Notably, although we tested several on-treatment variables, only radiologic response after the first TACE was selected in this risk prediction model. The other variables, such as sex, AFP levels, BCLC stage, and ALBI grade, were baseline factors. In ART score and ABCR score, an increase in Child–Pugh score was found to be an independent factor to predict survival [10, 11]. In our cohort, most patients had preserved liver function, and Child–Pugh increase or ALBI increase was not selected as an independent factor for survival, as Child–Pugh increase or ALBI grade increase after TACE was not frequently observed in our cohort. Having baseline factors in this model means this simple risk score can be useful in planning the first TACE. Having radiologic response after TACE in the risk model indicates this model may be useful to estimate further prognosis after the first TACE and may guide further treatment. Prospective validation of ABRAS score is warranted to see whether ABRAS may also help guiding treatment.

Our data have some limitations. This was a retrospective study with several inherent limitations including potential selection, measurement, and misclassification biases. Because of the long study duration, many radiologists were involved in assessing treatment response after TACE. However, as the radiologists were unaware of the aims of the study, measurement errors in evaluating the response to TACE were independent and non-differential. Several important factors that can be associated with long-term outcome of patients were not assessed. For patients treated with TACE, the level of TACE (lobar, selective, superselective) are an important factor associated with treatment outcome, which we did not have information about[23, 24]. In this cohort, about 75% of patients underwent the second TACE after initial treatment response evaluation, and about 90% of the patients were re-treated with multiple treatment modalities during follow-up (data not shown). Retreatment can be another important factor that determined overall survival of HCC patients [25]. This study is unable to answer whether those with high ABRAS score may benefit from other treatment over TACE. Major strengths of this study are its large sample size, incorporation of the novel ALBI grade in predicting the prognosis of HCC patients receiving TACE, and validation from an independent internal and external cohort. Our real-world cohort included a wide range of BCLC stages (early to advanced) which reflects real-world practices and can be used to all spectra of BCLC stage. Testing of not only baseline, but many on-treatment variables in the survival model is another major strength.

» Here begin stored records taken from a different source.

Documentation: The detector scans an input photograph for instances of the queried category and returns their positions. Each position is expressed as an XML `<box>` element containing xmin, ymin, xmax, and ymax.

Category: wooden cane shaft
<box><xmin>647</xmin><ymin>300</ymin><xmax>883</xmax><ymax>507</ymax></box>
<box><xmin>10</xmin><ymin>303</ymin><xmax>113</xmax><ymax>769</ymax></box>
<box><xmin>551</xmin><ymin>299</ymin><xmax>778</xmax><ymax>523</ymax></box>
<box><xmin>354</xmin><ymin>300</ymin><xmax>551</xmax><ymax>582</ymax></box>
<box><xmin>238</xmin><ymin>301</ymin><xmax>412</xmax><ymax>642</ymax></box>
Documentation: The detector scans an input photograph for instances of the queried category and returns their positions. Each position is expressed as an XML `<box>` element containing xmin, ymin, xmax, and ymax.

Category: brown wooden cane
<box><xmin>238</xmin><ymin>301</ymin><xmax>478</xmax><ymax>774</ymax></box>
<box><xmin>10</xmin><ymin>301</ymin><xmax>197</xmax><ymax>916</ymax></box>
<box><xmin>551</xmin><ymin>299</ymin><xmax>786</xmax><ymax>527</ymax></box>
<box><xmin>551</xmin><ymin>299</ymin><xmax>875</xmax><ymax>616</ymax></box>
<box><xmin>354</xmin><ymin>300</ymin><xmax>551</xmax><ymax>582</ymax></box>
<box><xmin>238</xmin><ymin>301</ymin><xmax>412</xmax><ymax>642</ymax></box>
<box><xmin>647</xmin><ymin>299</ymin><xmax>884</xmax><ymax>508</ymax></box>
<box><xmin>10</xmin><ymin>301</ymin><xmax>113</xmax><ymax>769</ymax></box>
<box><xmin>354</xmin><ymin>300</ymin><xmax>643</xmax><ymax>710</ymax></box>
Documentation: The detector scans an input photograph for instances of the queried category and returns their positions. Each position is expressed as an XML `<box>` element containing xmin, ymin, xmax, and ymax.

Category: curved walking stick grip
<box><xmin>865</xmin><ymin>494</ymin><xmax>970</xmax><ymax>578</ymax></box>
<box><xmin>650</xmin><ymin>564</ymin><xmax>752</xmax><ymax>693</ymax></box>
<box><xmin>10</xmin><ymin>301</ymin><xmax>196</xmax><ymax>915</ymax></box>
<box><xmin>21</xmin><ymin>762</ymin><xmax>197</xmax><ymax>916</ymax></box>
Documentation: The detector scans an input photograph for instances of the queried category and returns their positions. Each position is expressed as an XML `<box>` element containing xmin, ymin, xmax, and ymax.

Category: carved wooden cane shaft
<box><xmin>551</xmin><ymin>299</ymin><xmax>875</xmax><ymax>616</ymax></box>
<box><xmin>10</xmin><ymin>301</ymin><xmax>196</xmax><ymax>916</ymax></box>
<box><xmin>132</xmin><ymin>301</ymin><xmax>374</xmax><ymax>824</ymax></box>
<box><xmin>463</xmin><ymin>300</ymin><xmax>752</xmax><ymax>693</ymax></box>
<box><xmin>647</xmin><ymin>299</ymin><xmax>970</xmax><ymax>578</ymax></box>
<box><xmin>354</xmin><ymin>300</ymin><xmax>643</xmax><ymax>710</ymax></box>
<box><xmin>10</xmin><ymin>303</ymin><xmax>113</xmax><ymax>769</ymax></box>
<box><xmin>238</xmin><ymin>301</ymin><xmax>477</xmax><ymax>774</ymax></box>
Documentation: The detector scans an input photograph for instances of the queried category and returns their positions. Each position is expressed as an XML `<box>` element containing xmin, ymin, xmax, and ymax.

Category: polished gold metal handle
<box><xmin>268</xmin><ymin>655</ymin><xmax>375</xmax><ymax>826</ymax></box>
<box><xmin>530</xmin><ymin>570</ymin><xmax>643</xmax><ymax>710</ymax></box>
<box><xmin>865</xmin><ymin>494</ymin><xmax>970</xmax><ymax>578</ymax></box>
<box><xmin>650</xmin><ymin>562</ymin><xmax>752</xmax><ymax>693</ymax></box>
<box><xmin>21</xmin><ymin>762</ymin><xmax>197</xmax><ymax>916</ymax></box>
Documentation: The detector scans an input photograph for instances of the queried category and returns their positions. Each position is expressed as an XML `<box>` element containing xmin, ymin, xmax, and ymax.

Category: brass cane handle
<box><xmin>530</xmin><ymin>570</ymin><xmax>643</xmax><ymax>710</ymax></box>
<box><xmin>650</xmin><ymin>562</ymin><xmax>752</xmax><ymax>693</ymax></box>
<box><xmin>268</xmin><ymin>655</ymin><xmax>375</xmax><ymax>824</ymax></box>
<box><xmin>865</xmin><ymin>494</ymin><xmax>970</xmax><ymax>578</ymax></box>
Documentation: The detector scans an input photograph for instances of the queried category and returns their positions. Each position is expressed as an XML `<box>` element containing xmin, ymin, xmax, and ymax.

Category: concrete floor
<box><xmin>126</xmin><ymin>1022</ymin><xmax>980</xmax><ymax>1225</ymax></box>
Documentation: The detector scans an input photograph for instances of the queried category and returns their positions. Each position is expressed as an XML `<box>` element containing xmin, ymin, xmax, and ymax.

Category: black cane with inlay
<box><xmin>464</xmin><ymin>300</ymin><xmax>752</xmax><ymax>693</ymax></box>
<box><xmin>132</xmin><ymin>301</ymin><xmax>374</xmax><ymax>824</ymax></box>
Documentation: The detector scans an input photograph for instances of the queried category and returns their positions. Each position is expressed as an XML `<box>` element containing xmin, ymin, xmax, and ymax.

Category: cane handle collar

In summary, we developed and validated the ABRAS score, which is entirely composed of objective variables. The novel prediction model can estimate patients’ prognosis and help guide treatment strategies for HCC patients planned or received initial treatment with TACE. Although this score needs to be validated in prospective trials and different populations, it can be a useful model in predicting prognosis and helping choose further treatment strategies for HCC patients treated with TACE.